A function whose Fourier series are a gaussian?

Question

What function $f$ is such that its Fourier coefficients are a normal distribution? that is to say: given some number $s$, write $$\forall j\in\mathbb{Z}, \ c_j=e^{-j^2/s}$$ and if $$\lim_{N\to\infty} \sum_{j=-N}^{N} c_je^{ijt} \to_{a.e.} f(t) $$ then find $f$.

Answer 1

Yes, such functions are well-known, and have been studied since Jacobi. They are called theta functions. The simplest one is Jacobi's function $$ \theta(z;\tau) = \sum_{n=-\infty}^{\infty} \exp{(\pi i n^2 \tau + 2\pi i nz)} , $$ which is periodic, $\theta(z+1;\tau) = \theta(z;\tau)$, and has several other important properties, including the pseudoperiodicity $\theta(z+\tau;\tau) = e^{-\pi i \tau - 2\pi i z} \theta(z;\tau)$, and Jacobi's imaginary transformation $ \theta(z/\tau;-1/\tau) = \sqrt{-i\tau} e^{i\pi z^2/\tau} \theta(z;\tau) $. These are used in the theory of doubly-periodic functions, among other places, and have an appalling number of further identities.

The Fourier series is not the best way to understand such functions: generally, more useful are the product expansions, which are found using Weierstrass's product expansion.
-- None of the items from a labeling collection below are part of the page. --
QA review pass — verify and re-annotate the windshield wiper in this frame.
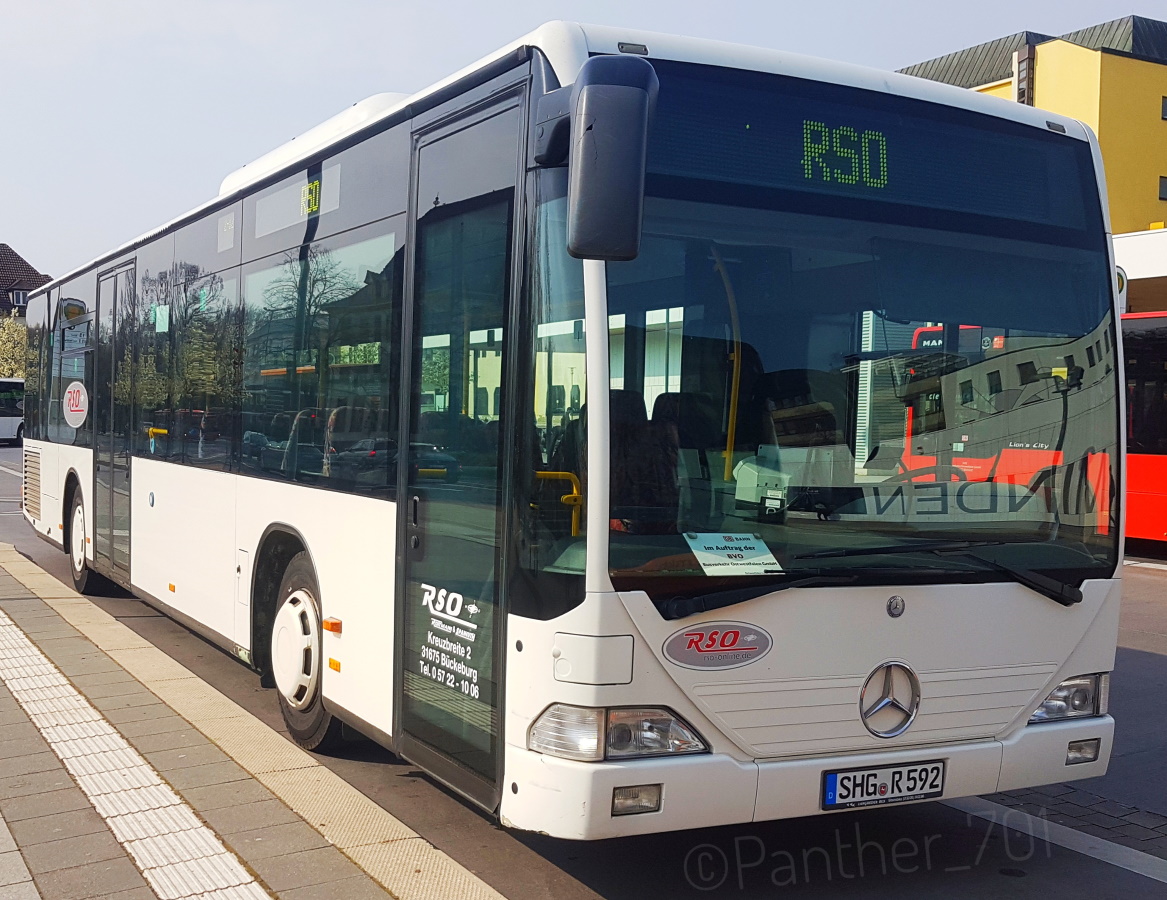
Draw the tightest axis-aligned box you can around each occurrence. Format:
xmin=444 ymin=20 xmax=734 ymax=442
xmin=795 ymin=540 xmax=1009 ymax=559
xmin=795 ymin=540 xmax=1082 ymax=606
xmin=658 ymin=570 xmax=859 ymax=620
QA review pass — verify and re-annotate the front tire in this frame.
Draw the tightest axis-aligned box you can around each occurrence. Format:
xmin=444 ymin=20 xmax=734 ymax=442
xmin=270 ymin=551 xmax=343 ymax=753
xmin=65 ymin=488 xmax=110 ymax=594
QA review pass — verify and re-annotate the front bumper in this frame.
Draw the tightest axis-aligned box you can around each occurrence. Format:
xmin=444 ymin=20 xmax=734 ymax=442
xmin=499 ymin=716 xmax=1114 ymax=840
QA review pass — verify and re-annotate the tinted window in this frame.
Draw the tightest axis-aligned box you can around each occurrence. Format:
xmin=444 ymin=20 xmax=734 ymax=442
xmin=46 ymin=272 xmax=97 ymax=447
xmin=1123 ymin=318 xmax=1167 ymax=454
xmin=25 ymin=294 xmax=51 ymax=440
xmin=242 ymin=218 xmax=405 ymax=496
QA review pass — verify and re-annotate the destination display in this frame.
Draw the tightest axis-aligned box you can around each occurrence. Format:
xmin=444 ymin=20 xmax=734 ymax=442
xmin=648 ymin=61 xmax=1100 ymax=230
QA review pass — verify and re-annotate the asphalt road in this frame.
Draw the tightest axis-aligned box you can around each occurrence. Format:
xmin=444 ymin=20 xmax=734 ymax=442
xmin=0 ymin=447 xmax=1167 ymax=900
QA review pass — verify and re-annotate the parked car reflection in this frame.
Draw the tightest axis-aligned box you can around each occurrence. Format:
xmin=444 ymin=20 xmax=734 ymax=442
xmin=328 ymin=438 xmax=462 ymax=484
xmin=259 ymin=440 xmax=324 ymax=480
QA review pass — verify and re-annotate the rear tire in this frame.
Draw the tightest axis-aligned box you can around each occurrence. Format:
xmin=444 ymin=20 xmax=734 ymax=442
xmin=270 ymin=551 xmax=343 ymax=753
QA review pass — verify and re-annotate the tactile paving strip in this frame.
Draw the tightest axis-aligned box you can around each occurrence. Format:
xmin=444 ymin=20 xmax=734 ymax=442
xmin=0 ymin=611 xmax=268 ymax=900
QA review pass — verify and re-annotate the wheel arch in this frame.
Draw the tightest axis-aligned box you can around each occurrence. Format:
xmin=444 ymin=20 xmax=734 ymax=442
xmin=61 ymin=466 xmax=89 ymax=548
xmin=251 ymin=522 xmax=319 ymax=681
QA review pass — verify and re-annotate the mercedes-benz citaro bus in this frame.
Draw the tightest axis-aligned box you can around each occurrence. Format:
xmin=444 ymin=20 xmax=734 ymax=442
xmin=25 ymin=22 xmax=1123 ymax=838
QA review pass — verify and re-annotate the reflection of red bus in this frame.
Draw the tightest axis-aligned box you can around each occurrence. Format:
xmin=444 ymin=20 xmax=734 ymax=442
xmin=1123 ymin=313 xmax=1167 ymax=540
xmin=903 ymin=325 xmax=1063 ymax=484
xmin=900 ymin=319 xmax=1115 ymax=533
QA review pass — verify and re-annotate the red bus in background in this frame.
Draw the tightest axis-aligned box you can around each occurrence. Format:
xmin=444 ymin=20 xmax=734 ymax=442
xmin=901 ymin=319 xmax=1106 ymax=506
xmin=1123 ymin=313 xmax=1167 ymax=540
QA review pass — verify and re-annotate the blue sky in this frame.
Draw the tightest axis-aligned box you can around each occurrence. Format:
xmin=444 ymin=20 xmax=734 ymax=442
xmin=0 ymin=0 xmax=1167 ymax=275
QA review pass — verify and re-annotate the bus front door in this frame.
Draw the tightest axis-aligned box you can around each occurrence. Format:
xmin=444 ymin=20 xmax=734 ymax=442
xmin=394 ymin=100 xmax=520 ymax=808
xmin=91 ymin=265 xmax=134 ymax=581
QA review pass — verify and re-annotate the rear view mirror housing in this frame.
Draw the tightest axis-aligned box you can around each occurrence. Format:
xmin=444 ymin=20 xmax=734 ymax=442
xmin=567 ymin=56 xmax=659 ymax=260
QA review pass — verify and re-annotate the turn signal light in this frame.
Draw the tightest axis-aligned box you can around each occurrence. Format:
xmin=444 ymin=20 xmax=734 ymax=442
xmin=612 ymin=784 xmax=662 ymax=816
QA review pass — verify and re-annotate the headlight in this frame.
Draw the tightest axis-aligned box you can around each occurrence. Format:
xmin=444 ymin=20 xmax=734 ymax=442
xmin=607 ymin=710 xmax=706 ymax=760
xmin=526 ymin=703 xmax=603 ymax=760
xmin=1029 ymin=675 xmax=1110 ymax=725
xmin=527 ymin=703 xmax=708 ymax=761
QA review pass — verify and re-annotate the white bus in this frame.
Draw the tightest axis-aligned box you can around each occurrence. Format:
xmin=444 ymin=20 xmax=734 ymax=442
xmin=25 ymin=23 xmax=1123 ymax=839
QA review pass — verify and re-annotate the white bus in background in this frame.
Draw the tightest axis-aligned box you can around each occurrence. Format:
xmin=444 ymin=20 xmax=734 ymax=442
xmin=0 ymin=378 xmax=25 ymax=446
xmin=25 ymin=23 xmax=1123 ymax=839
See also What is a Theta Function?

A related function is Weierstrass's $\sigma$-function, although this generally is pseudoperiodic in two directions, rather than just $1$, and so does not have a Fourier series.

Answer 2

Hint

An interesting property of the Gaussian function $f(x)=e^{-\pi t^2}$ is that $$F(f)=e^{-\pi f^2}=f(f)$$Try to prove it by expanding the Fourier integral and using $$\int_{\Bbb R}e^{-\pi t^2}dt=1$$ Additional Remark

For the discrete case, it is like we have sampled the Fourier transform by a sampling period of $1$, which is equivalent to periodizing the function, that is, $$\sum_{n}e^{-\pi (t-nT)^2}$$